Although there is no upper limit to the number of injections which may be performed, injections should be stopped if blood pressure changes are detected. Similarly, if the erection persists despite repeated attempts with injections and aspiration/irrigation over a period of one hour or more, the panel recommends proceeding with more definitive therapy (i.e., shunting procedure). Indeed, some clinical scenarios may be more appropriate for a more rapid transition to surgical procedures, without prolonged attempts at phenylephrine and aspiration/irrigation (e.g., priapism >36 hours).

Dosing and instructions:

  • Phenylephrine 100-500 mcg doses suspended in 1 ml of normal saline (optimally premixed by pharmacy to minimize risks of miscalculation/overdose)
  • Doses administered ≥5 minutes apart
  • Administered intracavernosally (not subcutaneously)
  • Administered laterally (3 or 9 o’clock position) near the base of the penile shaft
  • May be continued for up to 1 hour (see commentary above)
  • Small needles may be used (e.g., 27G)
  • Consider performing a penile block with local anesthetic prior to beginning
  • In cases where the combination of phenylephrine and aspiration/irrigation are performed, aspiration should precede phenylephrine administration to permit fresh, oxygenated blood to fill the corpora and potentially improve the yield of phenylephrine administration

Appendix B

Sample Protocol for Aspiration and Irrigation:

The following protocol is one potential example of aspiration/irrigation with instillation of phenylephrine. However, this should not be considered the gold-standard approach, as there are currently no publications which have identified any method which is superior to another. Similarly, the decision as to when to stop performing aspiration/irrigation with phenylephrine will depend on clinical factors, including response to aspiration/irrigation and time since priapism onset, among others.

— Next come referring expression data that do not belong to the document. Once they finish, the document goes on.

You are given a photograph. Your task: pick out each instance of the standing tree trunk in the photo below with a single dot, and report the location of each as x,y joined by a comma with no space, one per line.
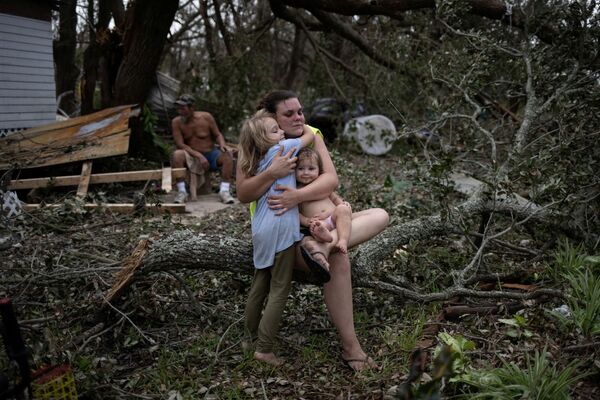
146,27
67,72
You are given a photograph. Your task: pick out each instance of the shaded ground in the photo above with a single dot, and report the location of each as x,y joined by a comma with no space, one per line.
178,335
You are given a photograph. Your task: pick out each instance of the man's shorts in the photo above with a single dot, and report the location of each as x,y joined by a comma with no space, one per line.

Steps for aspiration/irrigation with phenylephrine administration:

  1. Perform a penile block with local numbing medication (if not previously performed).
  2. Place a 16-18 gauge butterfly needle in the 3 or 9 o’clock position on the penis near the base.
  3. Connect the butterfly needle to a 30-60 cc Luer Lock syringe.
  4. Alternate between aspiration of blood clots and instillation of saline (chilled if available and if the patient does not have sickle cell disease) until some degree of detumescence can be achieved.
  5. Instill phenylephrine.
  6. Allow 3-5 minutes of time to pass.
  7. Repeat steps 4-6 until detumescence is achieved or until the decision has been made to proceed with surgical shunting.
  8. If temporary detumescence is achieved with aspiration followed by a rapid refilling of blood despite multiple attempts of phenylephrine instillation, consideration may be given to placement of a firm penile wrap at the time of aspiration to maintain detumescence.